Most of the probable causes of this type of one-off stoppage are ammo-related. High primer, bullet seated out too far, case too long, dented case, damaged rim, rim too thin (causes the high primer during seating), case neck folded or bulged during bullet seating; any of these can cause a failure to fire due to the slide being slightly out-of-battery (not quite fully locked). Some would leave evidence on the fired case (folded case neck, or a too-long case, for instance); others would not (dented case, high bullet or primer, these would all be "corrected" by firing and leave no evidence).

It's a bigger pain in the butt, but if you really want to track down the cause, then you should stop, and do whatever is necessary to safely extract the loaded round from the chamber WITHOUT firing it, then inspect it closely (using calipers and/or the barrel from your disassembled pistol as a chamber gauge).

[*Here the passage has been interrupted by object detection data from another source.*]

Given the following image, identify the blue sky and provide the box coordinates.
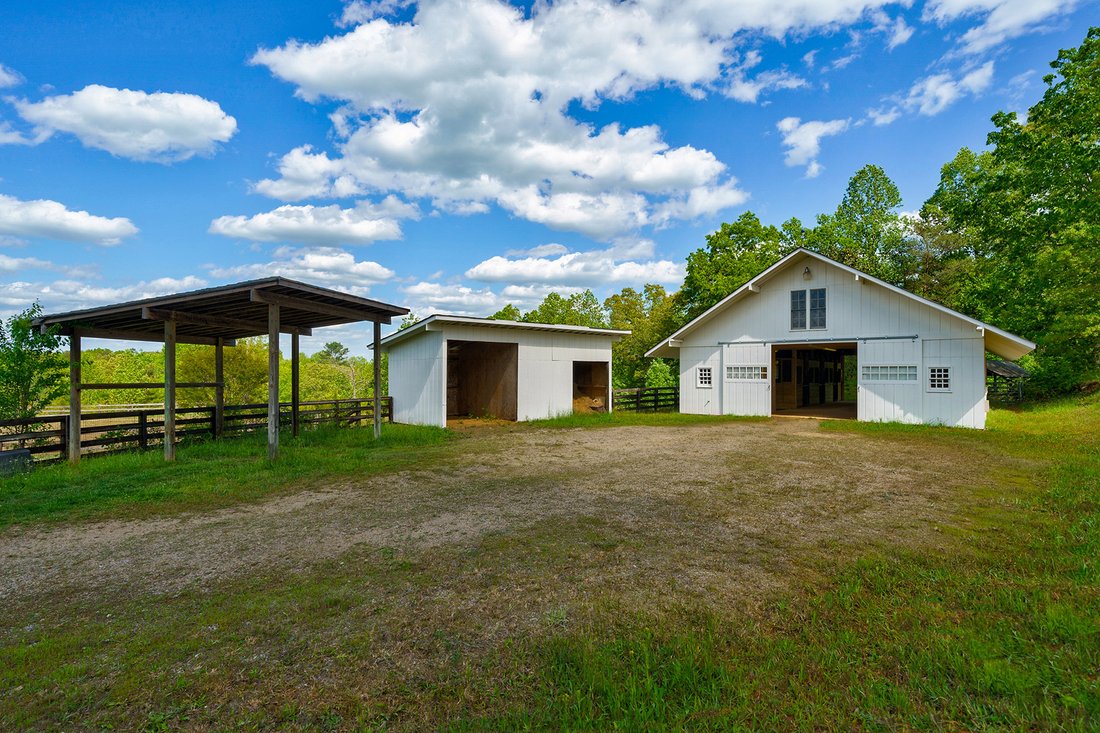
[0,0,1097,351]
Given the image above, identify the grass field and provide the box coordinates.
[0,397,1100,731]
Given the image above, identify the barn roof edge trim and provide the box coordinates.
[646,248,1035,359]
[382,314,630,350]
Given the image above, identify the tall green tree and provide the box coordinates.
[0,303,68,418]
[679,211,801,320]
[524,291,607,328]
[314,341,351,364]
[604,283,679,389]
[805,165,915,285]
[926,28,1100,391]
[490,303,524,320]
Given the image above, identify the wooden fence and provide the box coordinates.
[612,387,680,413]
[0,397,394,461]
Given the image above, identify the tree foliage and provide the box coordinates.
[0,303,68,418]
[680,211,798,321]
[925,28,1100,391]
[490,303,524,320]
[523,291,607,328]
[604,284,680,389]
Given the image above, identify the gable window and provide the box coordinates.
[928,367,952,392]
[810,287,825,328]
[791,291,806,331]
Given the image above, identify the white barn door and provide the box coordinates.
[718,343,771,415]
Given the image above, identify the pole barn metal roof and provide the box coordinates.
[34,277,408,344]
[32,277,408,463]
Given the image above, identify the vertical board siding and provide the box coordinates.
[680,346,722,415]
[921,338,989,428]
[680,258,988,428]
[388,331,447,427]
[856,339,923,423]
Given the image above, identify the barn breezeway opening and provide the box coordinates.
[447,339,519,420]
[573,361,611,414]
[772,342,858,420]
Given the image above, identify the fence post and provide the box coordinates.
[57,415,68,458]
[138,409,149,450]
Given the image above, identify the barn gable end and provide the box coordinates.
[647,250,1034,428]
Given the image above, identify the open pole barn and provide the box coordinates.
[34,277,408,463]
[382,315,630,427]
[646,249,1035,428]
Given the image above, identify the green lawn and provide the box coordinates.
[0,397,1100,731]
[0,425,450,528]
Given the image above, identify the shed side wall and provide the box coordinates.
[433,324,612,420]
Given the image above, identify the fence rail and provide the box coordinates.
[0,397,394,461]
[612,387,680,413]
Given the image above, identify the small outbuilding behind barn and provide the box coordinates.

As ammo makers are pressed to hold down costs, it seems like "bad" factory ammo is getting much more common. It used to be that a heavy shooter would go years, if not decades between seeing a "bad" round of factory ammo; now I see "bad" rounds a couple times a year, either in my guns or someone else's at the range.


----------



## TAPnRACK (Jan 30, 2013)

^ This... I had a student experience 2 of these this week. Pain in the butt to fix, couldn't be bumped into battery... had to rip the slide back to eject the rounds. Takes quite a bit of strength to get the slide back. Both rounds had bulging at the top of the casing (neck).

Great explanation DJ.


----------



## DJ Niner (Oct 3, 2006)

4-5 years ago, I put up a discussion thread about faulty factory ammo, with some photos of same. The above discussion reminded me of the old thread, and here is a link to it if you want to see some photographic examples of "bad" factory ammo:

Link>>> http://www.handgunforum.net/home-de...factory-ammunition-check-your-ammo-folks.html

Take a moment to roll each round of ammunition in your hand and carefully/thoughtfully look at it before loading it into a magazine, cylinder, or chamber. There are some defects you can't catch no matter HOW hard you study each round, but many defects are easy to see, if you just make it a habit to look for ammo problems during loading or mag-filling.


----------